An investment in SandRidge Energy (NYSE: SD) has the potential to pay off big time if everything falls into place. The company has a massive opportunity to grow its oil production thanks to its industry-leading position in the Mississippi Lime formation. While a bulk of the company's portfolio has shifted to that play, there's more to the story.

Because of all the changes in its portfolio over the past year, I recently updated our premium report on the company. Even with those changes now in the books, SandRidge isn't done with its repositioning plan, so investors need to keep a close eye on this company. The following is an excerpt from that updated report, which focuses on the portfolio of opportunities that SandRidge already has in place. It's just a sample of one section, but we hope you enjoy.


Investing in SandRidge is believing in its ambitious plan to turn the Mississippian Lime into a black gold mine. The company has 1.85 million net acres in the Mississippian and has already drilled around 700 horizontal wells. It sees more than 11,000 potential drilling locations giving it an 18-year inventory. The company is far and away the top operator in the play; it's currently running 32 rigs which is two times the next highest operator. As you can see in the map below, SandRidge still has plenty of room to grow, especially Kansas.

Part of SandRidge's development of the Mississippian has been laying the infrastructure necessary to ramp up production. The company has developed an extensive saltwater disposal and transportation system as well as its own electric grid to quickly ramp up production while keeping costs down. These investments are yielding a cost advantage that will begin to show up on SandRidge's bottom line as more oil flows out of the play.
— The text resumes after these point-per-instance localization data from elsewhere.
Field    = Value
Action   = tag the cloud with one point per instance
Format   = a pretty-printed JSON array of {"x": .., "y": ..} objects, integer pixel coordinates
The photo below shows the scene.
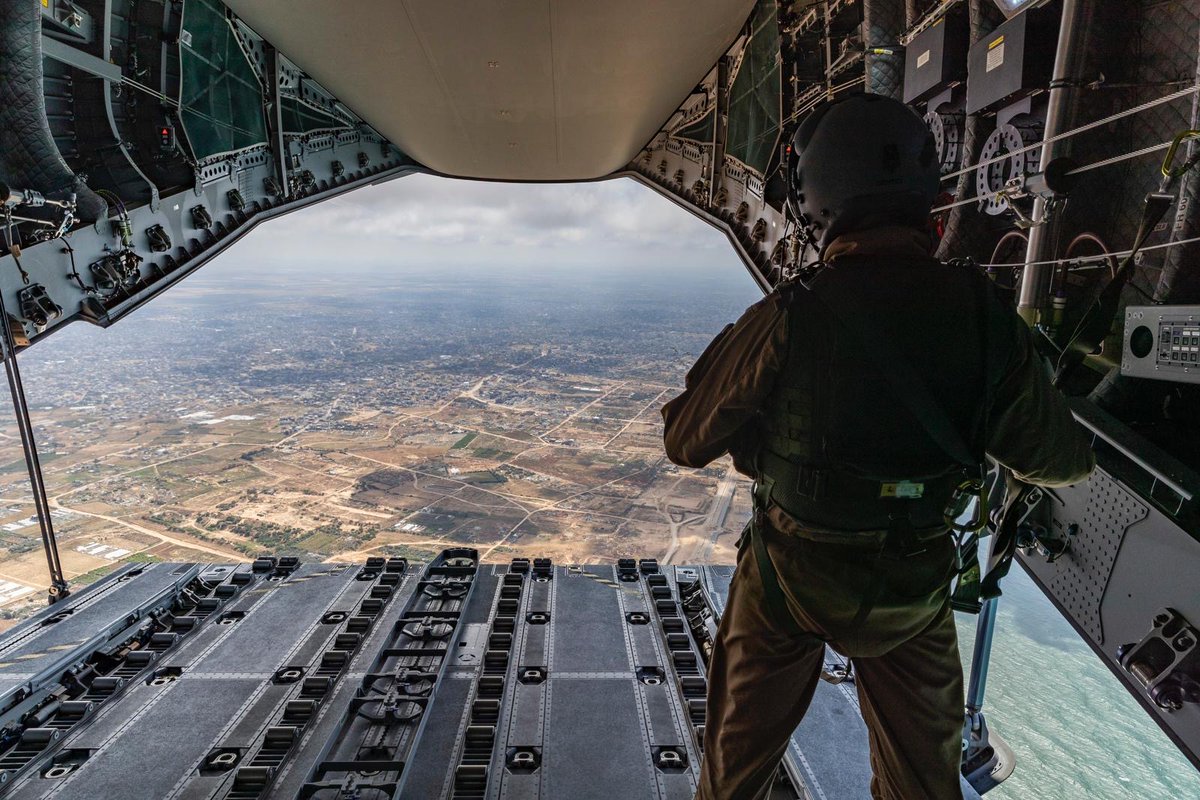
[{"x": 426, "y": 217}]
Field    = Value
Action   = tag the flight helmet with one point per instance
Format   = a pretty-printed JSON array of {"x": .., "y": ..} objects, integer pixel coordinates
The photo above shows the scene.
[{"x": 861, "y": 162}]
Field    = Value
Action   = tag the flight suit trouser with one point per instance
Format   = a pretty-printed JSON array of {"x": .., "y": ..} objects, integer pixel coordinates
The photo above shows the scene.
[{"x": 763, "y": 672}]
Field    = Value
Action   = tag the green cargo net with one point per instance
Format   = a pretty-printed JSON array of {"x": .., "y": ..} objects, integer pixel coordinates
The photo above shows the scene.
[
  {"x": 220, "y": 95},
  {"x": 754, "y": 97},
  {"x": 700, "y": 131},
  {"x": 301, "y": 118}
]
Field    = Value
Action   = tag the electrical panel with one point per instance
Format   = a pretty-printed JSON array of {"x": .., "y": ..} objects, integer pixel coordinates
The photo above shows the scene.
[
  {"x": 1012, "y": 62},
  {"x": 1162, "y": 342},
  {"x": 936, "y": 58}
]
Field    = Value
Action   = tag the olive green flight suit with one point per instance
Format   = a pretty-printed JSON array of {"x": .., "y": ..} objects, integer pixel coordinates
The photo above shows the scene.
[{"x": 909, "y": 675}]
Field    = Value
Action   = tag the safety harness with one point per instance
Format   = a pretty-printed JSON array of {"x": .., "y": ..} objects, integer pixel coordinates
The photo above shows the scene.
[{"x": 781, "y": 483}]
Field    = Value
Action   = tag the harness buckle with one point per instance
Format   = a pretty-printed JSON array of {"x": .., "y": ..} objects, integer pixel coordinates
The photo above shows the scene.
[{"x": 811, "y": 482}]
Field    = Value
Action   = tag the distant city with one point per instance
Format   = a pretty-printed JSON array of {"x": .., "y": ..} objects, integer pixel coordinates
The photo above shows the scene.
[{"x": 337, "y": 420}]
One problem is that the play isn't as oily as SandRidge had first thought. The production mix currently runs 45% oil and natural gas liquids and 55% natural gas. While the oil content isn't as high as the Bakken or the Eagle Ford, it's cheaper to develop, meaning high rates of return are possible. The key here is that the depth and permeable carbonate reservoirs of the Mississippian allow for quick production and decreased costs. SandRidge has its well cost down to about $3 million per well, which is about a third of what it costs to drill in the Bakken. Couple the fact that cheaper low-horsepower rigs are sufficient to produce in this area with increased efficiency as the company advances its technique, and it means production has increased significantly. Over the past year production has risen 131% and it's up 18-fold since the third quarter of 2010.

Gulf of Mexico
SandRidge has been building out its shallow Gulf of Mexico operations as a cash flow asset to help fund its development of the Mississippian. The company supercharged these operations through the purchase of Dynamic Offshore Resources last year and it added a small bolt-on acquisition shortly thereafter. The company plans to spend about $200 million this year to keep its Gulf production relatively steady and to operate it for maximum cash flow. SandRidge plans to seek out additional bolt-on acquisitions with low-risk upside focused around obtaining known production and reserves. The company projects 2013 production of 28,000 barrels of oil equivalent per day, down from nearly 32,000 barrels of oil per day in the fourth quarter. However, the decline is due to adjustments for hurricanes and operational risking.

West Texas Overthrust
SandRidge still has legacy assets in the West Texas Overthrust. While the company is currently not devoting any capital to the asset, it does represent potential value if natural gas prices rise. However, the asset is currently a liability to the company as it signed a 30-year deal with Occidental Petroleum (OXY -1.09%) to supply natural gas to its CO2 treatment plant. If SandRidge doesn't supply the contracted volumes then it's responsible to compensate Occidental for the difference. Given current production levels, the company anticipates to accrue a shortfall of more than $30 million this year.